Don't take my word. Look at the operating statements of any of the public companies.

There are three basic ways for a rental company to increase revenue:

* Increase rates.

* Improve time utilization.

* Add more fleet.

Sales coordinators are busy people. You can direct their efforts to sell a hard hat for $10 and make $2 profit, or you can have them make outgoing telemarketing calls to increase your equipment rental utilization.

Making telemarketing calls is essentially a hit-ratio business - the more calls, the greater the chance of a rental. When one makes 25 telephone calls to prospective customers, perhaps the result might be a rental or two. Make 100 calls and the results increase proportionally.

Backhoes rent from $1,500 to $2,200 per month, 185-cfm air compressors from $550 to $700 a month, skid-steer loaders for about $125 a day. It seems to me that if a rental company can improve its time utilization by 5 percent or 10 percent, that is where the money is. That increase equates to $75 to $220 a month in additional revenue on a backhoe, $27.50 to $70 a month on an air compressor, and $6 to $12.50 per day on a skid-steer loader rental.

Rates are often adjusted on the counter by the rental coordinators as they receive the incoming telephone call, and there are many factors to consider in this process. Also, coordinators have to spend time talking to customers to help them determine what equipment would be most beneficial for particular applications. Make sure they have enough time to carry out a proper dialogue with customers. It would make no sense for a sales coordinator to be rushed in a telephone rental call in order to sell a hard hat to make $2 and risk losing a $1,500 rental.

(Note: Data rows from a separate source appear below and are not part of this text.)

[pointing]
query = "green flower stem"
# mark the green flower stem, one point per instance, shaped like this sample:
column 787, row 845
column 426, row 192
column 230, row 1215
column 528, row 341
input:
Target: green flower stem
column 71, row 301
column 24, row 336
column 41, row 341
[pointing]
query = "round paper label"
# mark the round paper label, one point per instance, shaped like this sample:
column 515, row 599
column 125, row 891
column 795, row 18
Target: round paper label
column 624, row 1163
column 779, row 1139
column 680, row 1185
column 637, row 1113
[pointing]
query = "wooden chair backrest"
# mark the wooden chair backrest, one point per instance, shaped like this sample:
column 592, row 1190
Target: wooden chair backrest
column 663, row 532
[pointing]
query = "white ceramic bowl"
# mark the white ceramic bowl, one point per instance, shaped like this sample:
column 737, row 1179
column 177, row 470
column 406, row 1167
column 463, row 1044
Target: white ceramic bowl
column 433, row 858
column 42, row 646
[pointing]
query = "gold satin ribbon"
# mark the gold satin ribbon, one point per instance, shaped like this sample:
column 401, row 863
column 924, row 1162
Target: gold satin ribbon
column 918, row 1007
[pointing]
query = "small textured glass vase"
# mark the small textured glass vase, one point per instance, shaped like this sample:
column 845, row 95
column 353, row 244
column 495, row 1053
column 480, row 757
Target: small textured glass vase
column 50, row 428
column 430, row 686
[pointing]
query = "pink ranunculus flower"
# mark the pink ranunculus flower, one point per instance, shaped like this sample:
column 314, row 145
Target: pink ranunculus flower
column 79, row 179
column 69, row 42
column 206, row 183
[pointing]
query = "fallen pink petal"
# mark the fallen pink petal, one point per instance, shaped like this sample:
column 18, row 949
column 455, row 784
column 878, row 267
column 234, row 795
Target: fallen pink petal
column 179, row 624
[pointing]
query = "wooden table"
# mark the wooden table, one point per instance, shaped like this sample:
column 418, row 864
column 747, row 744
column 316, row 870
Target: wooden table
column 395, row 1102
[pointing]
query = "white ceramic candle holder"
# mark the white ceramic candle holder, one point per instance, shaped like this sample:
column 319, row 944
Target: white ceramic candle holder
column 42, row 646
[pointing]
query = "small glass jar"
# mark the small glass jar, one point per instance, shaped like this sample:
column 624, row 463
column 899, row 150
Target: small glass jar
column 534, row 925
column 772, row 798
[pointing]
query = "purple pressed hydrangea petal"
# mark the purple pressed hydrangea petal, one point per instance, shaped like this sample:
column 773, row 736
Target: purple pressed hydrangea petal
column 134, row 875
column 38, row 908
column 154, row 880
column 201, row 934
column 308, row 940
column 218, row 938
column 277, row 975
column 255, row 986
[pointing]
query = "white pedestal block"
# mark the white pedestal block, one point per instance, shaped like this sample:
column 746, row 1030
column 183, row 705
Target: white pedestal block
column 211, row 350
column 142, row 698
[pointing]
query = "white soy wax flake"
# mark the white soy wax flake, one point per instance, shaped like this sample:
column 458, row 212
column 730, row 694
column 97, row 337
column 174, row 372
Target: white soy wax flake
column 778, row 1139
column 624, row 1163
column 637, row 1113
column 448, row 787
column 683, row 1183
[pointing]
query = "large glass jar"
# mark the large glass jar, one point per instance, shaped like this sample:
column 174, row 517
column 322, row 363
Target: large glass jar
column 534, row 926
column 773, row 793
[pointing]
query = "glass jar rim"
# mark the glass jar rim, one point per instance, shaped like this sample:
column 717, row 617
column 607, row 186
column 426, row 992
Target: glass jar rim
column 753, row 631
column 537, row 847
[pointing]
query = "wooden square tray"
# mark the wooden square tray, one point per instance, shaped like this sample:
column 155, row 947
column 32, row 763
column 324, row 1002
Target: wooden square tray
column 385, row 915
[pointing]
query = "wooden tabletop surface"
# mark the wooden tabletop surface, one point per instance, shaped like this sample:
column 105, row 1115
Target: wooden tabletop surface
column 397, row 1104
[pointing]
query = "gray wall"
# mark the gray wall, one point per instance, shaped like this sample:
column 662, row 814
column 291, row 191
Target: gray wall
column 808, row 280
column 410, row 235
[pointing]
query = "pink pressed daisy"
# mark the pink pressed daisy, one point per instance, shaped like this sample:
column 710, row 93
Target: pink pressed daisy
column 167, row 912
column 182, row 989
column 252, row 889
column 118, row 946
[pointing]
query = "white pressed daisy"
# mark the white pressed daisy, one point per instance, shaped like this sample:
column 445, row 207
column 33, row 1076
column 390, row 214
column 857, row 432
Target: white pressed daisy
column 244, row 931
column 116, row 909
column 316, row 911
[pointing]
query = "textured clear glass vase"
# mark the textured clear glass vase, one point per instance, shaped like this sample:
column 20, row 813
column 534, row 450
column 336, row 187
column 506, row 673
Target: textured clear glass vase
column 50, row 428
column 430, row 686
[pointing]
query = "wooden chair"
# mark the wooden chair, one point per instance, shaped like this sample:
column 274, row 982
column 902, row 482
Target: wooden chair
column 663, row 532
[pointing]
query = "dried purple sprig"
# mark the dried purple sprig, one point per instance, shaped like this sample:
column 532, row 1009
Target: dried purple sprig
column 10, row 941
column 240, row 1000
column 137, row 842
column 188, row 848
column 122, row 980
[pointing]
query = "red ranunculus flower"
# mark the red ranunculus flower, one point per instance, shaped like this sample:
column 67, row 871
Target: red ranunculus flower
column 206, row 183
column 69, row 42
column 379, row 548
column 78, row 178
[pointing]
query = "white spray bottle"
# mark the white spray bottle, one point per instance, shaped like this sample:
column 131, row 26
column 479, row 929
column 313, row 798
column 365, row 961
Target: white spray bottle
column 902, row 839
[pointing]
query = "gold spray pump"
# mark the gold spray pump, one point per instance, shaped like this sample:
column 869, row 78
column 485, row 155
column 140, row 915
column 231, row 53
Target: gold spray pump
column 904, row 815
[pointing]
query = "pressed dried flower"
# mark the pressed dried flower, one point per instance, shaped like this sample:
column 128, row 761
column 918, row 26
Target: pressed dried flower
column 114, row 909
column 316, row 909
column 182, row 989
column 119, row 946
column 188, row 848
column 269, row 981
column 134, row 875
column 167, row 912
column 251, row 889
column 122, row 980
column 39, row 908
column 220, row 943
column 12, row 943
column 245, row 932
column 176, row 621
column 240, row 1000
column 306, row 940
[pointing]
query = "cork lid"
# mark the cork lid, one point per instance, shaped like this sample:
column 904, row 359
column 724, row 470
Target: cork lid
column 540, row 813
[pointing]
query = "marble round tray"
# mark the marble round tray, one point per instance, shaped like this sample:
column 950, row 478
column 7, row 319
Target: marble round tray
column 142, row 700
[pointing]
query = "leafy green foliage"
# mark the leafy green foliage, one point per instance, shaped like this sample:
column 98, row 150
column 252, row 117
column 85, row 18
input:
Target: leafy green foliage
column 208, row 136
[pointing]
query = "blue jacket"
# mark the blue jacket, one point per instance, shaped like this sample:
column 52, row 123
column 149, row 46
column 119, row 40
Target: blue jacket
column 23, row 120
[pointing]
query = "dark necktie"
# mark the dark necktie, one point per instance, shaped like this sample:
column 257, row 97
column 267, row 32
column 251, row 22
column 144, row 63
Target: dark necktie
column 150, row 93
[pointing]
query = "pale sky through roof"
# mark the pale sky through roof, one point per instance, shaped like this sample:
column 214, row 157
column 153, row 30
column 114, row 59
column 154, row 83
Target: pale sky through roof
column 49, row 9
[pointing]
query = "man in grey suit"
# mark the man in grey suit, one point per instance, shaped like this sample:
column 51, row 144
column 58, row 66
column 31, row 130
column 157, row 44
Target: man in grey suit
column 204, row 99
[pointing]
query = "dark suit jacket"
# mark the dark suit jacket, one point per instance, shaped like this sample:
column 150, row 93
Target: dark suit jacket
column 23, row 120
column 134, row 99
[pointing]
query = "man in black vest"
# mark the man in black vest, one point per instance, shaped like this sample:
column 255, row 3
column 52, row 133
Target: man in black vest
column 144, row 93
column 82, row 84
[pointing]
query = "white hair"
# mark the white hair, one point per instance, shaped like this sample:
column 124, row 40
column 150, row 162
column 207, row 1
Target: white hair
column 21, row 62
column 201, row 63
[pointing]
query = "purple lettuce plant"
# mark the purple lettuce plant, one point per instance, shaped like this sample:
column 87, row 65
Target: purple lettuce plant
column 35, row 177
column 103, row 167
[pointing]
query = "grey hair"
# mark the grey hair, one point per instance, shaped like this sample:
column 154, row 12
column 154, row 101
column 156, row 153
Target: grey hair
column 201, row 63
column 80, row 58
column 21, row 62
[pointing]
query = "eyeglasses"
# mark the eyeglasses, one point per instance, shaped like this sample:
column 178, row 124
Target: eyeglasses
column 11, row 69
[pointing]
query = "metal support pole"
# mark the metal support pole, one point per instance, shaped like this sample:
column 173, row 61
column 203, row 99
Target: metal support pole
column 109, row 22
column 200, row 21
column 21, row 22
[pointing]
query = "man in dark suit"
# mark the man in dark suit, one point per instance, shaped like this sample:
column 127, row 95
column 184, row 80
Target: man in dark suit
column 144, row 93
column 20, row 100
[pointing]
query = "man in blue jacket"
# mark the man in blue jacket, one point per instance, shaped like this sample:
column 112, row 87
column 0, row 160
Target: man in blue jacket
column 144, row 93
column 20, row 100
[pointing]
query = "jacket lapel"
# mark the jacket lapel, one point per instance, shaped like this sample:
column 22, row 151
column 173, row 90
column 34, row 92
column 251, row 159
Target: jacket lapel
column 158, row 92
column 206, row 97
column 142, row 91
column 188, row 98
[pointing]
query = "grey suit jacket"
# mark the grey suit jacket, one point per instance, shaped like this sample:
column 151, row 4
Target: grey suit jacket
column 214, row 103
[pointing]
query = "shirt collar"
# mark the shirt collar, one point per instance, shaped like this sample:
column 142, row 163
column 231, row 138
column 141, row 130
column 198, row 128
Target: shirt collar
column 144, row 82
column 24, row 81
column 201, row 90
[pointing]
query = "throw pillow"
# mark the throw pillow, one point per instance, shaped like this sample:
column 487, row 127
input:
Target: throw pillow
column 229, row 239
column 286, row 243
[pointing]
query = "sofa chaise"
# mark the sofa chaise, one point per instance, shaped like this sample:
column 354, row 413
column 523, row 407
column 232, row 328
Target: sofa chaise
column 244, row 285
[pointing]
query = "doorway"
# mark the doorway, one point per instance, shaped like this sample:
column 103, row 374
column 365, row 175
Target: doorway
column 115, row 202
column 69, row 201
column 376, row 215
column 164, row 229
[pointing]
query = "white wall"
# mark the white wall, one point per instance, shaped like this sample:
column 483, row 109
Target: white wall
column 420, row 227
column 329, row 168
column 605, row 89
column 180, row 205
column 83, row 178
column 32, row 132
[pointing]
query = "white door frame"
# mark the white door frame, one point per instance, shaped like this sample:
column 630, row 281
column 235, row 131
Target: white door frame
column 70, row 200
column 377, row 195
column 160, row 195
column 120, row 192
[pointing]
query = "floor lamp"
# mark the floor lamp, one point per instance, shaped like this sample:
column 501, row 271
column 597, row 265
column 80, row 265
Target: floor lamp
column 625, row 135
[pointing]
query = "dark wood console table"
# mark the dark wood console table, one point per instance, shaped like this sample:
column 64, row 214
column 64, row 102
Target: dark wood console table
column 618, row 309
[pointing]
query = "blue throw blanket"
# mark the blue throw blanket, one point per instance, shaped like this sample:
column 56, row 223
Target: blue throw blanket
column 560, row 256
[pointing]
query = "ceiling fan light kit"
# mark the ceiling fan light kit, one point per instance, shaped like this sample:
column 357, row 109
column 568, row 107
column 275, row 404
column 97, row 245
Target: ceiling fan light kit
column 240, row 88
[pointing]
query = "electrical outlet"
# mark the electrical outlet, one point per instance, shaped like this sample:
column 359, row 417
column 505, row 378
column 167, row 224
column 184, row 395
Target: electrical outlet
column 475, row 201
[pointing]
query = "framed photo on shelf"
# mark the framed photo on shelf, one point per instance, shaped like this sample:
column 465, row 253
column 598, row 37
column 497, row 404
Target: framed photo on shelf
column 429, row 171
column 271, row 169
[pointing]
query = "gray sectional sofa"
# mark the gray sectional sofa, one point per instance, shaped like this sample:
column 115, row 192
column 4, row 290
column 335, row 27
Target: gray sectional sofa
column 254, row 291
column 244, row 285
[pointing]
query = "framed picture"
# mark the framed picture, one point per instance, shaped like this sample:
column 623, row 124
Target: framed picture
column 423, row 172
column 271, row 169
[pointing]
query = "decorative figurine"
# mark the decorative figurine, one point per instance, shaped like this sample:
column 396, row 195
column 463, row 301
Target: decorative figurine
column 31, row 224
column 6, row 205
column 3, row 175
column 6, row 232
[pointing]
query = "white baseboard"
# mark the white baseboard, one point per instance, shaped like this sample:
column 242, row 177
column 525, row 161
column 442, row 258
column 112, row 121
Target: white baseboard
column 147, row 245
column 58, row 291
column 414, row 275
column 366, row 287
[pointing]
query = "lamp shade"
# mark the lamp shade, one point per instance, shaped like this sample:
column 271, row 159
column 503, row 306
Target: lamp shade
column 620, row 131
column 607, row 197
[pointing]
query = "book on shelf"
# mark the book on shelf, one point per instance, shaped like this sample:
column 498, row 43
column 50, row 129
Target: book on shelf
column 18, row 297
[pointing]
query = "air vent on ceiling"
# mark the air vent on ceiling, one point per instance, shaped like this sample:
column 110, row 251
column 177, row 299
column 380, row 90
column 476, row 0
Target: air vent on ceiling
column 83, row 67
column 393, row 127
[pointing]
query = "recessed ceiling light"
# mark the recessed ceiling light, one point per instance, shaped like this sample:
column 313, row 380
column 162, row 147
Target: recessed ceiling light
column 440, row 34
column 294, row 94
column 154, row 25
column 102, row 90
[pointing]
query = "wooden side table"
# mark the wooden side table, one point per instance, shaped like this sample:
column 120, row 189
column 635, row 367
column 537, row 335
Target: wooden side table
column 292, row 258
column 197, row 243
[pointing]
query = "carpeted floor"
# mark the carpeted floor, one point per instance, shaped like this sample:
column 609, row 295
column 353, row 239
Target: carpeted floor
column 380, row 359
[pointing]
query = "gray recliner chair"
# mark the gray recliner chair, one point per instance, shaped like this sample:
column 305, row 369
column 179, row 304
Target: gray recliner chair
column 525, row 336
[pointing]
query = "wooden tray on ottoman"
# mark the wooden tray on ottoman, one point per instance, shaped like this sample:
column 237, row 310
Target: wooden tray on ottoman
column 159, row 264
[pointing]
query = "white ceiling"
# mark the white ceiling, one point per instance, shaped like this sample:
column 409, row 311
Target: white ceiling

Many rental companies have strong staffing, with personnel who have the experience and knowledge to both rent equipment and sell merchandise. Should these firms abandon merchandise sales? Not necessarily. But I recommend that rental companies do a financial analysis of their cost of doing business and answer the question for themselves.

They should ask: Does a 25 percent to 30 percent gross margin in the merchandise sales business justify being in that business?

I am not saying that you shouldn't sell any parts, supplies or small tools. I recognize that smaller rental companies market to the homeowner and depend on that niche. Their ability to be a one-stop shop is their key to success. This is especially likely to be true in smaller markets. Those companies may need the small items to support the rental, but those items should not be expected to drive the rental business.

However, it is important to keep it in perspective. Most rental companies - particularly those that market themselves toward the contractor with larger construction equipment - will prosper or fail on their rental operation, not on the sales of hard hats.